Il composa des centaines d’articles consacrés à définir les mots communs ; ces articles apparaissent en général accompagnés de la mention « grammaire », car il n’existait pas d’autre dénomination, dans le système des connaissances de l’Encyclopédie, que « grammaire » pour désigner non seulement le savoir grammatical mais ce que nous appelons la lexicographie.

Si, comme Diderot l’écrit dans l’article ENCYCLOPÉDIE, le « caractere » d’un « bon dictionnaire » est de « changer la façon commune de penser » (Enc., V, p. 642b), le premier pas à faire est d’interroger les mots, les préjugés qu’ils véhiculent, de repenser leur usage quotidien et banal, mais aussi de laisser dériver la rêverie sur leurs significations.
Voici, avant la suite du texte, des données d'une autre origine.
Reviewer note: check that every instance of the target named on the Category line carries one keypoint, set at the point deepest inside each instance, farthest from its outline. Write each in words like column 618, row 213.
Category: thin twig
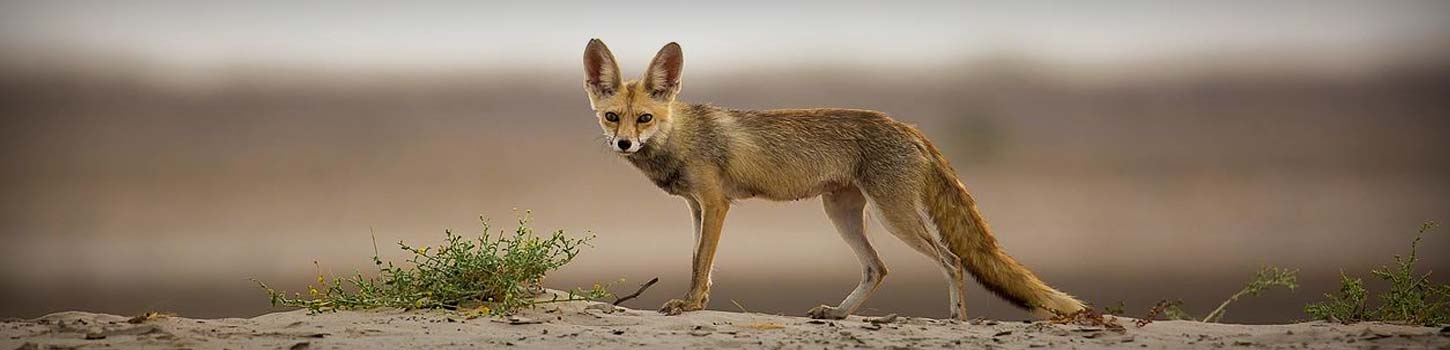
column 637, row 292
column 1218, row 312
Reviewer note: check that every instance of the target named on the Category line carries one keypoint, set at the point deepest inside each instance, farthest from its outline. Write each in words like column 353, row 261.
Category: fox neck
column 661, row 157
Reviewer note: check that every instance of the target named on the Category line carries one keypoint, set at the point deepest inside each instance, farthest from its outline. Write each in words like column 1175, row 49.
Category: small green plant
column 1413, row 298
column 493, row 273
column 1266, row 278
column 1346, row 307
column 1175, row 311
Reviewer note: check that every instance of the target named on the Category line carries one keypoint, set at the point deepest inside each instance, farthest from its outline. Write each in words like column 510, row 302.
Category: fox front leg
column 709, row 218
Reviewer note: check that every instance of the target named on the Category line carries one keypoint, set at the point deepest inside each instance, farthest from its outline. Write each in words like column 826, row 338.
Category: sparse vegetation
column 1413, row 298
column 493, row 273
column 1266, row 278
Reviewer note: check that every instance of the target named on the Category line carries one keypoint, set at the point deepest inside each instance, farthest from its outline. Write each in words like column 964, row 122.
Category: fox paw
column 827, row 311
column 676, row 307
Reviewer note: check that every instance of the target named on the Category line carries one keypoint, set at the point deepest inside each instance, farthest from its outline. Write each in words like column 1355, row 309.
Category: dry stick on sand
column 637, row 292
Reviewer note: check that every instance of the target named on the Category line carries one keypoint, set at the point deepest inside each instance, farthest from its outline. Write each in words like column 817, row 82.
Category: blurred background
column 155, row 156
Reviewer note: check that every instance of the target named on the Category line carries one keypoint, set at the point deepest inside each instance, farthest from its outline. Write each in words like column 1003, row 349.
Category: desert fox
column 712, row 156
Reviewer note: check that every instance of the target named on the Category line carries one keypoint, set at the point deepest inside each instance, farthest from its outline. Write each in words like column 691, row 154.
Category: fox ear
column 663, row 76
column 601, row 71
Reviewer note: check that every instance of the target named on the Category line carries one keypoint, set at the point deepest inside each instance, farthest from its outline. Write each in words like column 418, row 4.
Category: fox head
column 638, row 111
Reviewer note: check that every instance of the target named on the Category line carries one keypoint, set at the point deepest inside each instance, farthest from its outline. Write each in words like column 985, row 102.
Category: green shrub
column 1413, row 298
column 1266, row 278
column 495, row 275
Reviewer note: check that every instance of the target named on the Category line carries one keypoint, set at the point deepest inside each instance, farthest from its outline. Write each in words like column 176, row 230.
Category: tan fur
column 712, row 156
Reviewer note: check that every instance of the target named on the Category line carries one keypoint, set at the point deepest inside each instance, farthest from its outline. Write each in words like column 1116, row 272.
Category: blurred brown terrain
column 128, row 188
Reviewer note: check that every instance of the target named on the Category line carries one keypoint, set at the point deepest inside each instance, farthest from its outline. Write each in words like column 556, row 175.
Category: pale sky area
column 551, row 34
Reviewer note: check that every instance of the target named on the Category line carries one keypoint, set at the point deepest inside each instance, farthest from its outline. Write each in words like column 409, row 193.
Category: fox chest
column 666, row 173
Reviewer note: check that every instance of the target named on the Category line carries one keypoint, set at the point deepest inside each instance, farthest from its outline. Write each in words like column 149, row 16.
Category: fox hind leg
column 846, row 209
column 902, row 218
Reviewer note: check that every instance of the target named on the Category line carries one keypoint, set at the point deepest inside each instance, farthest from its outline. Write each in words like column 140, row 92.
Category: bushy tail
column 962, row 227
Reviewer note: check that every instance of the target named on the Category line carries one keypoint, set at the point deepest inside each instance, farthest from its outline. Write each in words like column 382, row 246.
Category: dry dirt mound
column 587, row 324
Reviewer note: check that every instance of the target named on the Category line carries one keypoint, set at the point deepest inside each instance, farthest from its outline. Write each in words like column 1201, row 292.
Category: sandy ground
column 590, row 324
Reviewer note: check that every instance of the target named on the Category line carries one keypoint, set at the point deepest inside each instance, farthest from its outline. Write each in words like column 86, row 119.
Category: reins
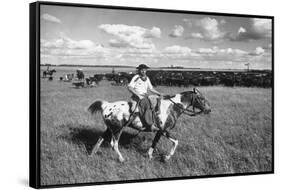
column 187, row 111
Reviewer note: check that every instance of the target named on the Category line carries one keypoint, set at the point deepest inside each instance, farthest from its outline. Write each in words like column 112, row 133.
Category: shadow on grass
column 88, row 136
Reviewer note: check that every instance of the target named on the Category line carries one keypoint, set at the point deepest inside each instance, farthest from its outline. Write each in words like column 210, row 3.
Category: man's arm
column 155, row 92
column 131, row 87
column 132, row 90
column 151, row 88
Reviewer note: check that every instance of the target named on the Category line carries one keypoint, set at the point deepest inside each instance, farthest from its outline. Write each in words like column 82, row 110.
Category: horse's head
column 195, row 99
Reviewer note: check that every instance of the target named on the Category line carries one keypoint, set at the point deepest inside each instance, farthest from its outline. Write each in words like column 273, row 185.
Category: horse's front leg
column 175, row 144
column 154, row 143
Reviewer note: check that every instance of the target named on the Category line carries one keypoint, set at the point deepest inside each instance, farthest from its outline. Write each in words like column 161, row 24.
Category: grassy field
column 235, row 138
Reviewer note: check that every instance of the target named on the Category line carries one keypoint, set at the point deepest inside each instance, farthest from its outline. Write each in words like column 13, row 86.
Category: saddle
column 149, row 109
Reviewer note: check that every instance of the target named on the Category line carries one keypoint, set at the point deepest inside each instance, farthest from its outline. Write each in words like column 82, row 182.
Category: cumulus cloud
column 209, row 29
column 65, row 46
column 131, row 36
column 176, row 49
column 177, row 31
column 258, row 51
column 258, row 29
column 50, row 18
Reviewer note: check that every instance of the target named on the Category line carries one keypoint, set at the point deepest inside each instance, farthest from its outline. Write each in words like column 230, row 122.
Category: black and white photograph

Les articles de Diderot fournissent de nombreux exemples de cette entreprise de la pensée critique (BASSESSE, abjection ; INDIGENT ; NAITRE), de la rêverie sur les mots sous la plume d’un de nos plus grands écrivains (DÉLICIEUX).

Autres domaines de la contribution de Diderot

« Expliquer ce que c’est qu’un falbala ou qu’un pompon » (Enc., V, p. 646a)
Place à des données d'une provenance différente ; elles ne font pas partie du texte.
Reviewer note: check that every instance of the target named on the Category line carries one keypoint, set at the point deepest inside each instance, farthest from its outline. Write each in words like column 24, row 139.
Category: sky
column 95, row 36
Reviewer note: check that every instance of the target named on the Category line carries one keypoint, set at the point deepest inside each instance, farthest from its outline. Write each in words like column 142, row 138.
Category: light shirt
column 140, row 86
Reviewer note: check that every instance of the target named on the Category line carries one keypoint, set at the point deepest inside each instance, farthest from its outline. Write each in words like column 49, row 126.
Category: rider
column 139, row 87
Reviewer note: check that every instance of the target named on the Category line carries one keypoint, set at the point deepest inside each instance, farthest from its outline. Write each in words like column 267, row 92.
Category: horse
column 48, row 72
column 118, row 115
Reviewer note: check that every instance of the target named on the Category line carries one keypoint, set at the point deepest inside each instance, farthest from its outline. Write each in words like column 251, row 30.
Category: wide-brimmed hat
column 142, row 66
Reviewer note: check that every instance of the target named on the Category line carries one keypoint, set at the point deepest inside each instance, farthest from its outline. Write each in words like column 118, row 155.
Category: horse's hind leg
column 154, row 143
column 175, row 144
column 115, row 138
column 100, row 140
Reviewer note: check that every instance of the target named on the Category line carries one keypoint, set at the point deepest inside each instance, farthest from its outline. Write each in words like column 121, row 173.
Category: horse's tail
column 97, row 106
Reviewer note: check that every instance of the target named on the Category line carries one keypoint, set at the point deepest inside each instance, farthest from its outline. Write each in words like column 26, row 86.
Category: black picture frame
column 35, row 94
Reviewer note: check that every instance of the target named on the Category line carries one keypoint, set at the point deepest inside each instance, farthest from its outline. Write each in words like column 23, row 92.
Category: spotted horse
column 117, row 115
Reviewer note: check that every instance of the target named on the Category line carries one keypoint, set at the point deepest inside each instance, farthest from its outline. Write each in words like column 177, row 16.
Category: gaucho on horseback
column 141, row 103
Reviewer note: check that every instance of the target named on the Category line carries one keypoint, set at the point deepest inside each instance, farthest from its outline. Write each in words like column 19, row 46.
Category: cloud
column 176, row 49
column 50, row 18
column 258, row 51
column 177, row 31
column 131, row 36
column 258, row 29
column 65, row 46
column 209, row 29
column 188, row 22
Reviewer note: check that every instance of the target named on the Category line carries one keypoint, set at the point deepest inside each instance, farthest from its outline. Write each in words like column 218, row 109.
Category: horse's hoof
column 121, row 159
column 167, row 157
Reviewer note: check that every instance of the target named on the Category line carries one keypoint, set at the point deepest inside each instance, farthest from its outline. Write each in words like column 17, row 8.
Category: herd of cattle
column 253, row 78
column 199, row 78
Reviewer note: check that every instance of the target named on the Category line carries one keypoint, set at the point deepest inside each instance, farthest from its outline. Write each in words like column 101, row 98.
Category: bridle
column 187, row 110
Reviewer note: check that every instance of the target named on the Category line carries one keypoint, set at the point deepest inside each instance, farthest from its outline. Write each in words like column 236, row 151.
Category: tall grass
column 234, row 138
L’inventaire des connaissances ne saurait mépriser les savoirs réputés banals ou triviaux : aux reproches émis à l’égard de « certains traits historiques, de la cuisine, des modes », sujets perçus comme frivoles et indignes de figurer dans une encyclopédie, Diderot répond par le souci de la postérité : « le plus succinct de nos articles en ce genre épargnera peut-être à nos descendans des années de recherches & des volumes de dissertations » (Enc., V, p. 646a). Et il n’y a rien abstrait dans cette réflexion : Diderot fut confronté lui-même, pour la rédaction des articles en histoire ancienne, en mythologie, à tant de termes devenus obscurs… Il n’est qu’à lire l’article sur l’AMPHIPHON, ce gâteau consacré à Diane, dont aucun des Anciens n’a pris la peine d’indiquer ce qu’il était et dont nous ne savons plus rien. Ainsi, les termes les plus communs en un temps donné susciteront un jour la perplexité et deviendront objets d’enquête. Dès lors, détailler la recette des BISCOTINS s’inscrit non seulement dans l’inventaire des savoir-faire contemporains mais aussi dans cette volonté de renseigner les générations futures.

Pareillement, écrit Diderot, « un écrit sur nos modes, qu’on traiteroit aujourd’hui d’ouvrage frivole, seroit regardé dans deux mille ans, comme un ouvrage savant & profond, sur les habits François » (Enc., V, p. 646a). Il s’est donc occupé d’expliquer pour la lointaine postérité ce qu’était alors, par exemple, une CHAUSSETTE ; de même nous décrit-il, et avec un visible plaisir cette fois, quels étaient, en son temps, les usages du FICHU...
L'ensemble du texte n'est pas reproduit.